A by-election was held in Freshwater South on 1 May 2025, triggered by the resignation of independent (Empowering Islanders) councillor John Medland.

====Lake North (May 2025)====

Lake North by-election: 1 May 2025
| Party |  | Candidate | Votes | % | ±% |
|---|---|---|---|---|---|
|  | Reform | David Maclean | 291 | 36.1 | N/A |
|  | Conservative | Adrian Whittaker | 232 | 28.7 | −15.1 |
|  | Green | Robert May | 97 | 12.0 | +1.9 |
|  | Liberal Democrats | Julie Burridge | 85 | 10.5 | N/A |
|  | Independent | Sarah Morris | 55 | 6.8 | N/A |
|  | Labour | Emily Brothers | 47 | 5.8 | −9.0 |
| Majority |  |  | 59 | 7.4 | N/A |
| Turnout |  |  | 809 | 28.09 |  |
|  | Reform gain from Conservative |  |  |  |  |

The by-election was triggered by the resignation of Conservative councillor Tig Outlaw.

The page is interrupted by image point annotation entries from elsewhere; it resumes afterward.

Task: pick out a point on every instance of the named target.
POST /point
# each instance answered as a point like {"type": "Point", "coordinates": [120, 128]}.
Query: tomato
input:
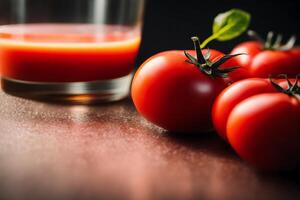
{"type": "Point", "coordinates": [234, 94]}
{"type": "Point", "coordinates": [260, 123]}
{"type": "Point", "coordinates": [177, 95]}
{"type": "Point", "coordinates": [262, 63]}
{"type": "Point", "coordinates": [251, 49]}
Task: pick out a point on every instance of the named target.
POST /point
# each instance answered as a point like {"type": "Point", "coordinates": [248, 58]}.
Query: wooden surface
{"type": "Point", "coordinates": [50, 151]}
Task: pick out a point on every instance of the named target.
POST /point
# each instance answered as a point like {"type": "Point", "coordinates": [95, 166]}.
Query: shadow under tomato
{"type": "Point", "coordinates": [209, 142]}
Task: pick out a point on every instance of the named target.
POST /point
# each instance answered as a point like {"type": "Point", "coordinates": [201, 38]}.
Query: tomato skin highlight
{"type": "Point", "coordinates": [250, 48]}
{"type": "Point", "coordinates": [234, 94]}
{"type": "Point", "coordinates": [260, 123]}
{"type": "Point", "coordinates": [265, 131]}
{"type": "Point", "coordinates": [174, 94]}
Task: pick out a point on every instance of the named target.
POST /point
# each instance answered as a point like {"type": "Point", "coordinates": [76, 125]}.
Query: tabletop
{"type": "Point", "coordinates": [54, 151]}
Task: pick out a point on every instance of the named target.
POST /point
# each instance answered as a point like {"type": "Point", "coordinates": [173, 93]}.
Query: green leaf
{"type": "Point", "coordinates": [231, 24]}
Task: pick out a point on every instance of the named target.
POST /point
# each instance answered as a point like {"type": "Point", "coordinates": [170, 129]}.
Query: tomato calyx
{"type": "Point", "coordinates": [271, 44]}
{"type": "Point", "coordinates": [292, 90]}
{"type": "Point", "coordinates": [206, 66]}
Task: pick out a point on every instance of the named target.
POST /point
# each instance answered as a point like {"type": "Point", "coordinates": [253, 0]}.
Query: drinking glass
{"type": "Point", "coordinates": [70, 50]}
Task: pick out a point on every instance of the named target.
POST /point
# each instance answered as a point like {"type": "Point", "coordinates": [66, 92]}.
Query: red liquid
{"type": "Point", "coordinates": [67, 53]}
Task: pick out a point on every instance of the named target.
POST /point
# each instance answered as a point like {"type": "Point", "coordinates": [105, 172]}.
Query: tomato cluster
{"type": "Point", "coordinates": [188, 91]}
{"type": "Point", "coordinates": [264, 58]}
{"type": "Point", "coordinates": [261, 122]}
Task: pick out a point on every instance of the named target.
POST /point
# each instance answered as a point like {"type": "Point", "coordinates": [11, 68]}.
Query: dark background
{"type": "Point", "coordinates": [169, 24]}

====Wroxall, Lowtherville and Bonchurch====

Wroxall, Lowtherville and Bonchurch by-election: 10 July 2025
| Party |  | Candidate | Votes | % | ±% |
|---|---|---|---|---|---|
|  | Ind. Network | Mark Jefferies | 473 | 48.1 | N/A |
|  | Reform | Bill Nigh | 225 | 22.9 | N/A |
|  | Conservative | David Groocock | 153 | 15.6 | −4.7 |
|  | Liberal Democrats | Rachel Lambert | 53 | 5.4 | N/A |
|  | Vectis Party | Graham Perks | 46 | 4.7 | N/A |
|  | Labour | Christopher Lloyd | 33 | 3.4 | −8.9 |
| Turnout |  |  | 985 | 32.4 |  |
| Rejected ballots |  |  | 2 |  |  |
| Registered electors |  |  | 3,038 |  |  |
|  | Ind. Network gain from Independent |  |  |  |  |

The by-election was triggered by the resignation of independent councillor Rodney Downer.

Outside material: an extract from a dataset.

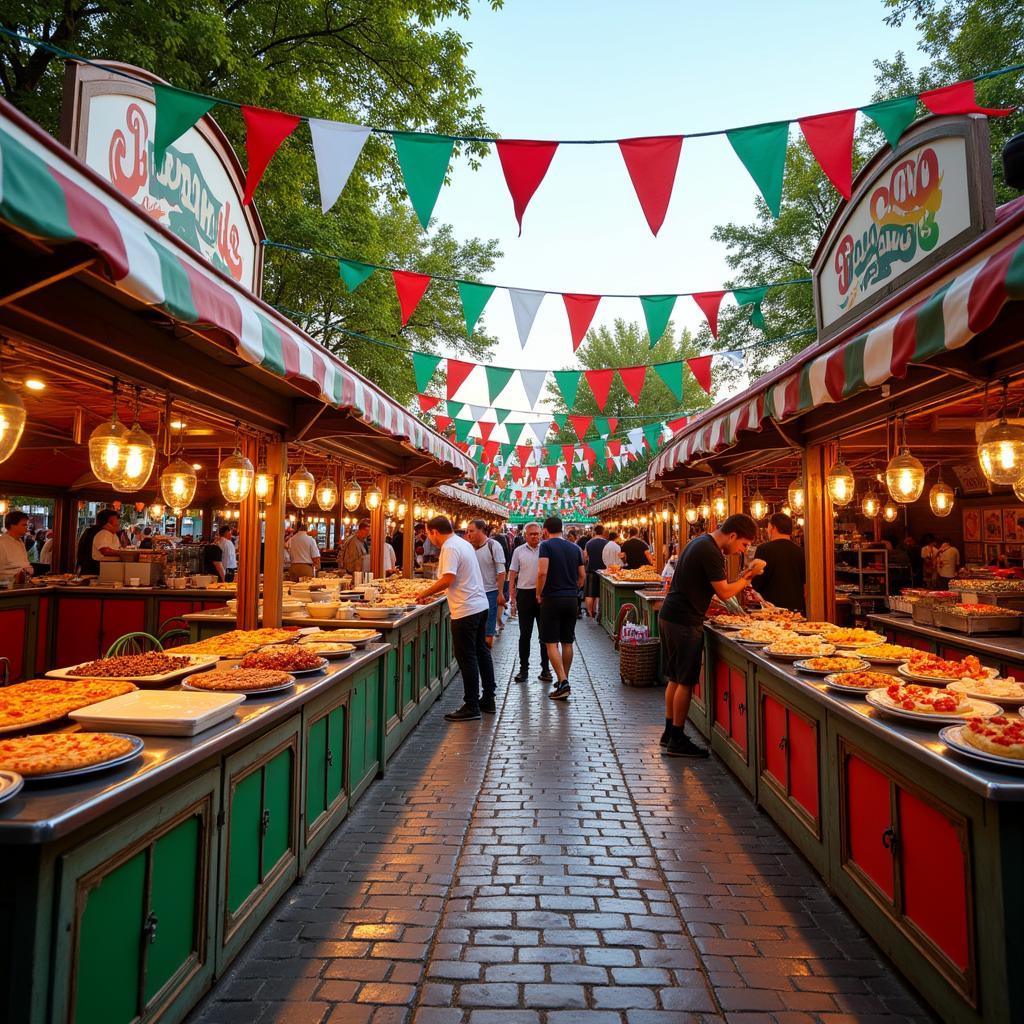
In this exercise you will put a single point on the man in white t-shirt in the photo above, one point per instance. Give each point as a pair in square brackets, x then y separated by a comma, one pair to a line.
[459, 573]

====Lake North (Oct 2025)====

Lake North by-election: 2 October 2025
| Party |  | Candidate | Votes | % | ±% |
|---|---|---|---|---|---|
|  | Reform | Bill Nigh | 290 | 36.8 | +0.7 |
|  | Conservative | Adrian Whittaker | 249 | 31.6 | +2.9 |
|  | Liberal Democrats | Bob Blezzard | 118 | 15.0 | +4.5 |
|  | Green | Robert May | 88 | 11.2 | −0.8 |
|  | Labour | Christopher Lloyd | 44 | 5.6 | −0.2 |
| Majority |  |  | 41 | 5.2 | −1.8 |
| Turnout |  |  | 789 | 28.4 |  |
| Registered electors |  |  | 2,775 |  |  |
|  | Reform hold |  |  |  |  |

The by-election was triggered by the resignation of Reform UK councillor David Maclean.